Dodge had only one thought: seize the man to prevent him from escaping. Beyond that, he had only the vaguest idea of what might occur. Perhaps the police would be able to identify the culprit and compel him to betray his confederates… perhaps he could be used as a bargaining piece against the President’s safety. He didn’t explore all the possibilities; his attention was focused on the sole objective of restraining the man. In the instant before the man burst into flight, Dodge hurled himself forward and wrapped both arms around the intruder’s waist. His momentum should have taken both of them down in a typical flying tackle, but what happened next was anything but typical.
As his arms opened around the man, Dodge again felt the same subtle pressure that had flattened him beneath the airship. He recognized it now or at least was able to reconcile it with a known phenomenon. The closest likeness he could come up with was the effect of magnetic repulsion; two magnets, lined up a certain way, would push each other apart. But the strange corona of force around the men had proven capable of repelling bullets — lead slugs with no magnetic characteristics — and even human flesh. Dodge could think of only one explanation, and it wasn’t something he had read or heard about in the annals of science. Rather, it was the stuff of science fiction. The serials that shared the comics page with Falcon were always describing invisible force fields that could protect spaceships or superheroes. Dodge had always dismissed such stories as too fanciful to warrant serious consideration, but then again, he would have felt the same way about steel mitts that shot lightning bolts.

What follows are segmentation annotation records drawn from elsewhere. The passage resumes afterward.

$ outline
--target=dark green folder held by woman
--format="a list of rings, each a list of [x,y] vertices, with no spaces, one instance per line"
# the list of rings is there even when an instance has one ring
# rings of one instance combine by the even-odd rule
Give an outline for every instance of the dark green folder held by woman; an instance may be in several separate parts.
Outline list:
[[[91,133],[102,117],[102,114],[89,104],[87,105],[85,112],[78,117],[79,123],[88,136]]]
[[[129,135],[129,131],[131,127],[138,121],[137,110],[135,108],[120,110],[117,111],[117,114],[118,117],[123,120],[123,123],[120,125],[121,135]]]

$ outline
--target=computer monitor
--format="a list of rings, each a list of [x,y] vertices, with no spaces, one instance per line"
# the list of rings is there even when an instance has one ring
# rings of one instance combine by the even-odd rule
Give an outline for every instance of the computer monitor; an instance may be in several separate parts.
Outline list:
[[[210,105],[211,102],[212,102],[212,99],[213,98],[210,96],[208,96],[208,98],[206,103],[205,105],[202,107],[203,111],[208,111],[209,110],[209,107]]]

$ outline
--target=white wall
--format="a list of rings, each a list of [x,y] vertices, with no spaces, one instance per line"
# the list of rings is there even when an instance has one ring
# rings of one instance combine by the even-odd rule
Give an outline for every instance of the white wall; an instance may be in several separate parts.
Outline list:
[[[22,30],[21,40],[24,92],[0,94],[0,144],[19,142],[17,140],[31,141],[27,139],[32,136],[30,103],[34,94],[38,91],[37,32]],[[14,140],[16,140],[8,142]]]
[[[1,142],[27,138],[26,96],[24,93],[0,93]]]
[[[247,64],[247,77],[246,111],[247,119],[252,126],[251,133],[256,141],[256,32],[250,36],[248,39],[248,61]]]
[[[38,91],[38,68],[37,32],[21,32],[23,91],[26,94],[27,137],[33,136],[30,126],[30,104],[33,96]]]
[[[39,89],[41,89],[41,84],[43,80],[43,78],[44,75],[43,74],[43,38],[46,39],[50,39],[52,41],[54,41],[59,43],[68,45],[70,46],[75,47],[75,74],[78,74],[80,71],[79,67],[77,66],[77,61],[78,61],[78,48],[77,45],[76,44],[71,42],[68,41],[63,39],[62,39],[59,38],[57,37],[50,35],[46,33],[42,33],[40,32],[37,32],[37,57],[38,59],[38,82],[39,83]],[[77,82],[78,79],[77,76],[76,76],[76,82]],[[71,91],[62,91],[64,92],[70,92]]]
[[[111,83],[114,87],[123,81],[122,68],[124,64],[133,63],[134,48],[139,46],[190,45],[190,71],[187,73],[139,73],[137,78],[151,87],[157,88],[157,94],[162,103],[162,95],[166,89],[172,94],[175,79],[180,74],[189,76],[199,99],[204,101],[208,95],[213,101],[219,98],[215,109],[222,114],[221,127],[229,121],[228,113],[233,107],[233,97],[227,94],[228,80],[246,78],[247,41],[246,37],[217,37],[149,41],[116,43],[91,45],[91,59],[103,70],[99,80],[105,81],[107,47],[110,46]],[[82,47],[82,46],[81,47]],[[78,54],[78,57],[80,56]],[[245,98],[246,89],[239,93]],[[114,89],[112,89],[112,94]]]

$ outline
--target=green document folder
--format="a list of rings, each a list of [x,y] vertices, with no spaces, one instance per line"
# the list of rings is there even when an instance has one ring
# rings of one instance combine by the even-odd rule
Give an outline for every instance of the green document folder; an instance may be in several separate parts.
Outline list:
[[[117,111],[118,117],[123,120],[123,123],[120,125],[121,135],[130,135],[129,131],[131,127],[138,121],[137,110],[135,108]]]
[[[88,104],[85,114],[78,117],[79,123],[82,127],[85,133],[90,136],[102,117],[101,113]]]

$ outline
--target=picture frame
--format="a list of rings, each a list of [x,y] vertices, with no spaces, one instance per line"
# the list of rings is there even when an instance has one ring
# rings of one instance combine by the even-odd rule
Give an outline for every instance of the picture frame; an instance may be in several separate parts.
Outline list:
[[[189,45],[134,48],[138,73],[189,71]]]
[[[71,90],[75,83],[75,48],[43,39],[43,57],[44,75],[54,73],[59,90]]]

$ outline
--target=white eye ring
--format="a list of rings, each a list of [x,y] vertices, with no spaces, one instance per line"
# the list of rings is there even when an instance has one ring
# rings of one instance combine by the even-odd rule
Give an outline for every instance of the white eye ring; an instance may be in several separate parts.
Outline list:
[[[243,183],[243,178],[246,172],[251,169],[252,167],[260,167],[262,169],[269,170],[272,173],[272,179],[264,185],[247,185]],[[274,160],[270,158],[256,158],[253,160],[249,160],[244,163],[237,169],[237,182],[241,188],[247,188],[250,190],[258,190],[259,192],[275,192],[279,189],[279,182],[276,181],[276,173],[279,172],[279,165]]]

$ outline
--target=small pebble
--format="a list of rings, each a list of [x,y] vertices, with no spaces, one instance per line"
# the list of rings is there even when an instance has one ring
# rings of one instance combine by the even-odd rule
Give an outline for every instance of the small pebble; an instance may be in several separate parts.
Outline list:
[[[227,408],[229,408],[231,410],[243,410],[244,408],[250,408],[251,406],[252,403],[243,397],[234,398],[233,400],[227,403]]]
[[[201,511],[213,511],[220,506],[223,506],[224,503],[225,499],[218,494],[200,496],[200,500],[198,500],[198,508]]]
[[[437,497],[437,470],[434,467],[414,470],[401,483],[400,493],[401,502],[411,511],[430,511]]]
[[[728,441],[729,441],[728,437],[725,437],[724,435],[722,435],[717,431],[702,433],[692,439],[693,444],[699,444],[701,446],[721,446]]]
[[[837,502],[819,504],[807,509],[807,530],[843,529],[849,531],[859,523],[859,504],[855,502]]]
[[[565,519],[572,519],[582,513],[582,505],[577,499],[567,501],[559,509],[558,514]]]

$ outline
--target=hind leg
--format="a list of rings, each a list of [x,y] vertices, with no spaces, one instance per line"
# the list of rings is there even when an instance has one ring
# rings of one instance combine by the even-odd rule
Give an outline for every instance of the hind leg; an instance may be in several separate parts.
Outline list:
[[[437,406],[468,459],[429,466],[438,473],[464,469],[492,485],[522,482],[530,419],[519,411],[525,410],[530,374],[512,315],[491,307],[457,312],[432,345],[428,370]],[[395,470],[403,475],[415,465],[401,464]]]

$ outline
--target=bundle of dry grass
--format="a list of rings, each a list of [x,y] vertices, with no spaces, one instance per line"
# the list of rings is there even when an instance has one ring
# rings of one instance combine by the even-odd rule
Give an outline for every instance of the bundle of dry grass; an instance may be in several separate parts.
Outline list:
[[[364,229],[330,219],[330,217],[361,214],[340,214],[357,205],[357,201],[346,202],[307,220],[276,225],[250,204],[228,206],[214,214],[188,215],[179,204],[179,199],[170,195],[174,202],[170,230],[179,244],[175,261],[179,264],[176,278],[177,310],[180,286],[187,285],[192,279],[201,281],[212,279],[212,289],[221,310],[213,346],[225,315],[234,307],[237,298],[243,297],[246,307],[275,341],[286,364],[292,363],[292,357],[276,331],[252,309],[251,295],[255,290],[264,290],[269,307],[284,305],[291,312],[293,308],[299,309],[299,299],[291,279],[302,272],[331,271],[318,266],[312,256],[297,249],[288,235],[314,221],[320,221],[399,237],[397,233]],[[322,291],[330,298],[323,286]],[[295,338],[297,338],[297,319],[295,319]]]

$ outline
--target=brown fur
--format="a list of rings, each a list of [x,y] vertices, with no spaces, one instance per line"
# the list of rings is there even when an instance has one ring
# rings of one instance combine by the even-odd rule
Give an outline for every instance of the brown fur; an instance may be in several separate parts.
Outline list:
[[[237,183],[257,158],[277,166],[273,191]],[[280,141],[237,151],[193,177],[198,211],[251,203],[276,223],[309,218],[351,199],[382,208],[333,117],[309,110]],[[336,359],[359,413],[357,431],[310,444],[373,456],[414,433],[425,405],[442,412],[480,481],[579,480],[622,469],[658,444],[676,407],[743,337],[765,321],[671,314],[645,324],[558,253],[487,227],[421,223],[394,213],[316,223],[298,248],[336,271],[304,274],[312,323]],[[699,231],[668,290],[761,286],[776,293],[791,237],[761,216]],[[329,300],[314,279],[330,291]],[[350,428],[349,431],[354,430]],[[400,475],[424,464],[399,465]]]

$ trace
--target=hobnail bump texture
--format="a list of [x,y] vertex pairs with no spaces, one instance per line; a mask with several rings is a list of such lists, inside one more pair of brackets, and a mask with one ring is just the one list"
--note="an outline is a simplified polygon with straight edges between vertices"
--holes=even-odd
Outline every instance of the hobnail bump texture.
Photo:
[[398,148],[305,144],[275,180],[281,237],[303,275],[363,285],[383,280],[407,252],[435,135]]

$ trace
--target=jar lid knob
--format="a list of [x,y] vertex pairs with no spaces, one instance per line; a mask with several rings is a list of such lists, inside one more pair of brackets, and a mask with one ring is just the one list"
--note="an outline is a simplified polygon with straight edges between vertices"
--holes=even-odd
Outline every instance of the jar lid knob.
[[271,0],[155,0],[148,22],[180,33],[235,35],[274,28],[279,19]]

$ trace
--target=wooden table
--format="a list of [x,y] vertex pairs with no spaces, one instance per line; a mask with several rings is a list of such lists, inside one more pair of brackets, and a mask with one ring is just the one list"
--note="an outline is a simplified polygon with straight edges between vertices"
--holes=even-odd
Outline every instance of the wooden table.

Whatever the cause, the energy field almost thwarted Dodge’s desperate attempt to restrain the escaping rogue; his arms couldn’t quite close together. He redoubled his efforts, hugging tightly to the shielded figure, but it was like trying to wrestle a greased pig. The force field seemed to squirm and ooze in his grip and for a fleeting second, Dodge knew he would fail. Then without any particular climax, the struggle ended and Dodge’s arms locked around the man’s metal shod ankles.
“Gotcha!” The momentum of his intended tackle maneuver had been lost, but Dodge had a taste of victory now. He tried to plant his feet, throwing his body weight to the side; but his shoes couldn’t find the ground. His legs thrashed about, trying to somehow gain a position of advantage, but terra firma eluded him. He didn’t have to look down for an explanation — somehow he knew with sickening certainty what had happened — but he looked anyway.